Glasgow (Scottish: Glaschu, Lowland Scots: Glesga) is the biggest and busiest city in Scotland, and is on the banks of the River Clyde. People from Glasgow are known as "Glaswegians" (glas-wee-jans), which is a name also used for words that are used only in Glasgow - also known as "The Glasgow Patter".
The number of people living inside and around Glasgow is thought to be around 2,300,000 which, although a very big number, is nowhere near the number of people living in Glasgow during the famous times of the shipyards on the River Clyde. It was the second biggest city in the world after London at one point in the 1800s. Many people from other countries visit Glasgow for holidays and trips; most of these people are from Europe France, America (the US and Canada) for weekend and week trips.
Two airports serve the city, Glasgow International Airport and Prestwick Airport. The main railway stations in the city are Glasgow Central and Queen Street stations. They provide rail links to the rest of Scotland, to the rest of the United Kingdom and Europe.
There are a number of theatres and concert halls in the city. These include the SECC (Scottish Exhibition and Conference Centre), the Royal Concert hall, the King's Theatre, the Pavilion Theatre and the Theatre Royal.
The weather in Glasgow is almost always changing, and it is hard to say what the entire day's weather is like. Very often, the weather is worst in the morning when it is mostly damp and sometimes misty or even foggy; the Glasgow Patter also refers to dreich weather - damp and drizzly.
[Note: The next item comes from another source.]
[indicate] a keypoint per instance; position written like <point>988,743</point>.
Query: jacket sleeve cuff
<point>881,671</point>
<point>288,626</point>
However, the weather mostly improves through the afternoon and more often than not the weather stays dry and at an average temperature.
In summer it is popular as a base for tourists. They can stay in Glasgow and then travel to see Loch Lomond and the Western Isles. One of the oldest paddle-steamer boats is in Glasgow, and in the summer one can travel down the Clyde to visit other towns and islands.